# Bericht 2.Flensburger Meerforellentreffen



## Blauortsand (20. März 2006)

Am 18.03.2006 fand das 2. Flensburger Meerforellentreffen ausgerichtet von DS Angelsport und Förde Guiding statt.
Um 8.30h fanden sich 48 Teilnehmer in Sonderhav ein und 4 Nachzügler folgten später noch womit dann 52 Teilnehmer gemeldet waren.
Das Startgeld je nach Geldbeutel wurde gespendet an Kystefiskers.de einem verein der sich mit Renaturisierungmaßnahmen von Aufstiegsgewässern beschäftigt gespendet.
Für die Anschaffung eines Analysekoffers sind so 465,-€ zusammengekommen die den Teilnehmenden Mitgliedern dann am Abend überreicht wurden!
Alle Teilnehmer bekamen als Begrüssungsgeschenk eine Köderbox mit einem Snapsblinker von Dirk Sennholz übberreicht.

Um ca. 9.00h wurde ein Gruppenfoto geschossen und die inzwischen endgültig unruhig gewordenen Angler teilten sich auf in kleine Gruppen oder zogen auf eigene Faust los.
Ein paar Einheimische und erfahrene Angler boten den zum Teil weit angereisten Anglern geführte Gruppen und gaben dann Tipps und Hilfe im Revier!
Es gab eine Truppe Fliegenfischer welche auch gleichzeitig die Größte Truppe stellte weiterhin gab es mehrere Spinnfischertruppen die meist zwischen 2 und 6 Personen stark waren und auch eine Bellybootgruppe sowie 3 Boote.
Gefischt wurde auf deutscher und dänischer Seite der Flensburger Förde, auf Als, der Apenrader Bucht und der Genner Bucht.

Die Bedingungen machten die Fischerei nicht einfach nach mehreren Wochen Nordost mit Minusgraden bis 15° Minus Nachts und Temperaturen um den Gefrierpunkt Tagsüber erwischten wir mit dem Tag des Treffens einen Wetterwechsel mit Ententeich und drehenden seichten Winden, Sonnenschein und Wassertiefstand!
Keine wirklich guten Bedingungen also aber es wurde alles probiert und das Beste war dann, dass dieser Wetterumschwung dann jedenfalls die Temperaturen deutlich in die Plusgrade brachte und so das Angeln sich temperaturtechnisch sehr angenehm gestaltete.

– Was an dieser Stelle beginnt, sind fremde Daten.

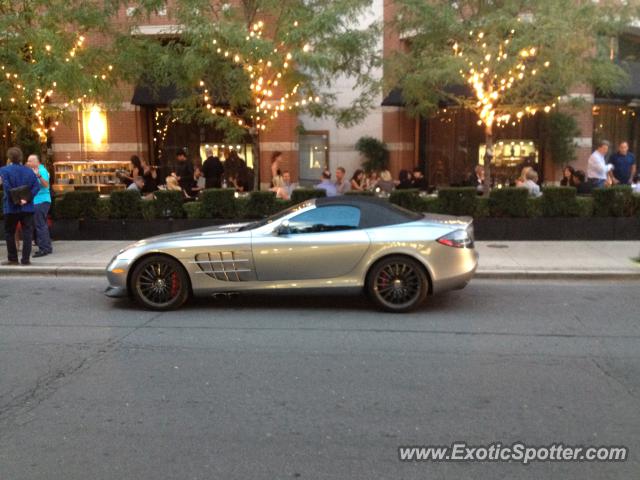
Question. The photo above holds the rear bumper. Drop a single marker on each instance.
(456, 278)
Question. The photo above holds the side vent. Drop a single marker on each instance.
(226, 266)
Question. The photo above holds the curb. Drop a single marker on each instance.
(54, 270)
(89, 271)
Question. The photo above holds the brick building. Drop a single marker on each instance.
(446, 146)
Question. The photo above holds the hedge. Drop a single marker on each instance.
(559, 202)
(218, 203)
(508, 202)
(617, 201)
(303, 194)
(193, 209)
(169, 204)
(365, 193)
(77, 204)
(458, 201)
(261, 204)
(126, 204)
(408, 198)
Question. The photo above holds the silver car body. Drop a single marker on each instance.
(229, 259)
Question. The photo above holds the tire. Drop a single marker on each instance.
(159, 282)
(397, 284)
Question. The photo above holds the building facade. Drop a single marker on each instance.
(446, 146)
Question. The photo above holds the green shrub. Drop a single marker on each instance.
(261, 203)
(429, 204)
(508, 202)
(169, 204)
(636, 204)
(458, 201)
(149, 209)
(409, 198)
(193, 209)
(613, 201)
(126, 204)
(303, 194)
(77, 204)
(584, 206)
(559, 202)
(482, 208)
(218, 203)
(366, 193)
(102, 209)
(535, 207)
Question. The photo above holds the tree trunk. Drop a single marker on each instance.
(488, 155)
(256, 160)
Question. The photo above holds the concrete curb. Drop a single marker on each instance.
(93, 271)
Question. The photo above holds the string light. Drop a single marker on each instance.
(491, 85)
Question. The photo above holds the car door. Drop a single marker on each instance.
(324, 242)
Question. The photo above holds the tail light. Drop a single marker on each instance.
(457, 239)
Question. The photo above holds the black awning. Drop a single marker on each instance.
(147, 96)
(632, 88)
(396, 99)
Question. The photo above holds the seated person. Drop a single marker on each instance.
(531, 183)
(582, 186)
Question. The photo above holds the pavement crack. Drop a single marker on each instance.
(49, 383)
(608, 374)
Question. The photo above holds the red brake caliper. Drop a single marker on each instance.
(175, 284)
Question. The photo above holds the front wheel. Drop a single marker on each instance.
(397, 284)
(159, 283)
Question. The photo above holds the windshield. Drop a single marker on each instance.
(273, 218)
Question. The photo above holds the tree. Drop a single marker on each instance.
(239, 67)
(516, 58)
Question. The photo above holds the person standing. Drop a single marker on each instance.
(597, 168)
(184, 172)
(41, 205)
(212, 170)
(326, 184)
(14, 176)
(624, 165)
(342, 185)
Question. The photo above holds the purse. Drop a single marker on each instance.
(20, 193)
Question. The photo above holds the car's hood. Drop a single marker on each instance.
(198, 233)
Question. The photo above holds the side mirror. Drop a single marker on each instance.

Abends sammelte sich das Gros der Angler wieder in Sonderhav und alle erwarteten gesannt auf die Ergebnisse der anderen Trupps.
Anscheinend hat den Fischen dieser Wetterwechsel und die seichten Bedingungen auf die Beißlaune geschlagen und ihnen das Maul dichtgenagelt. Bisse gab es wenige und diese kamen sehr Spitz und einige Fische gingen verloren wobei wohl auch nach Erzählungen 2-3 bessere sich im Drill verabschiedeten! Insgesamt konnten vom Ufer aus 21 Forellen gelandet werden darunter eine Steelhead zwischen 50 und 55cm die aber Abends nicht zum bestaunen gebracht wurde und somit war dann der Größte Fisch eine 51er blanke Meerforelle. Die Bootsangler konnten lediglich ein handvoll Dorsche überzeugen! Kurioserweise wurde noch ein Aal gekeschert von 70cm der an Eric vorbeischwamm der durfte dann auch weiter seine Runde ziehen!

Diese doch eher mauen Ergebnisse verkrafteten alle Teilnehmer sehr gut die Rückmeldungen aus den einzelnen Gruppen waren sehr positiv und man hatte wohl überall viel Spass gehabt.
Um 19.00h wurden dann noch 30 Verbliebenen auf die große Ochseninsel verschifft dort gab es noch einen geselligen Abend mit ordentlich was für die leeren Mägen was zum runterspülen und dann noch eine kleine Filmpremiere von Aufnahmen des letzten Jahres!
Dort bekam auch der Fänger des schönsten Fisches eine Fliegenrute der Firma Echo in der Schnurklasse 8 gespendet von Stuart sowie eine dazupassende Rolle von Okuma und eine Flugschnur gespendet von DS Angelsport!

Ich persönlich hatte viel Spass an dem Treffen und hoffe, dass auch die anderen Teilnehmer dieses so erlebt haben! Mein Dank noch mal an alle Helfer die das Treffen unterstützt haben, an das Team der Ochseninsel die uns dort einen gemütlichen Abend haben erleben lassen, für die gespendeten Preise und nicht zu guter letzt an alle Teilnehmer die trotz der schwierigen Bedingungen nicht die gute Laune verloren haben!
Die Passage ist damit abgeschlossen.